If your bad commits modified shared packages in packages/, the source is reverted but any built output (like dist/ folders) might still be stale. Nuke them: rm -rf packages/*/dist and rebuild. If they included database migrations, rolling back the code doesn’t roll back the schema — that’s a separate problem you’ll need to handle manually. If they changed native dependencies in an Expo or React Native project, you may need npx expo prebuild --clean or a full rebuild of your development client. And if they touched CI/CD config (GitHub Actions, Vercel, etc.), verify the restored config still works on your next deployment.

The general principle: git only rolls back the source. Caches, build artifacts, databases, environment config, native builds — anything that exists outside of .git needs to be manually reconciled. The rollback command gets you 80% of the way there. The last 20% is on you, and it’s the part that will bite you if you skip it.

Part 2: Why I Had to Do Any of This

Here’s the part where I talk about why this happened. I’m writing this for myself, but if any of it resonates, take what’s useful.

My Laziness Masked as Efficiency

Working directly on main felt faster to me. No branch to create, no PR to open, no merge to deal with. As a solo developer vibecoding the foundation of a new project, it felt especially justified. “I’m scaffolding. I’m moving fast. Everything is changing anyway. Who am I branching for?”

This reasoning sounded like efficiency to me, but looking back, it was laziness. The way I see the difference: efficiency is removing steps that don’t add value. Laziness is skipping steps that do add value because the cost of skipping them feels abstract until it isn’t.
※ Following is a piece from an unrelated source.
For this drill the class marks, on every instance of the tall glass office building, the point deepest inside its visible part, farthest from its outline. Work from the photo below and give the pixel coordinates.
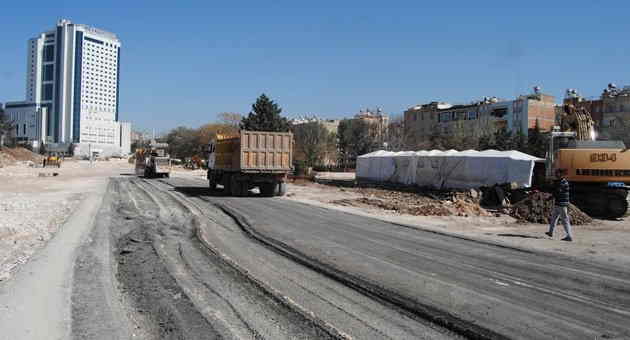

Creating a branch takes five seconds:

git checkout -b feature/refactor-auth-screens

That’s the entire overhead I was skipping. Five seconds of “ceremony” that would have meant the difference between git checkout main and the multi-step surgery described in Part 1.

What Actually Happened

The scaffolding phase went fine. Integrating Clerk, wiring up tRPC, setting up NativeWind with a custom color palette, getting the Expo app to talk to the Hono API through Turso: all of that worked, committed to main, no issues. The habit got reinforced. “See? Branching would have been pointless overhead.”

Then came the auth screen refactoring. Five commits that touched the sign-in flow, the sign-up flow, the email verification hook, the session finalization logic, and the navigation between all of them. Each commit message said things like “improve,” “enhance,” “streamline.” Each one introduced subtle breakage I didn’t catch because I was testing the happy path and moving to the next thing.

By the time I realized the useVerifyEmail hook’s session finalization was broken and the email parameter handling in sign-in was tangled, I was five commits deep with no clean state to fall back to. The “last good state” was somewhere behind me in the log, and getting back to it meant reading a rollback guide and praying I didn’t miss a step.

If I had run git checkout -b feature/refactor-auth-screens before that first commit, main would still be sitting clean at b853068, and “rolling back” would have been: git checkout main. Delete the branch if you want. Done.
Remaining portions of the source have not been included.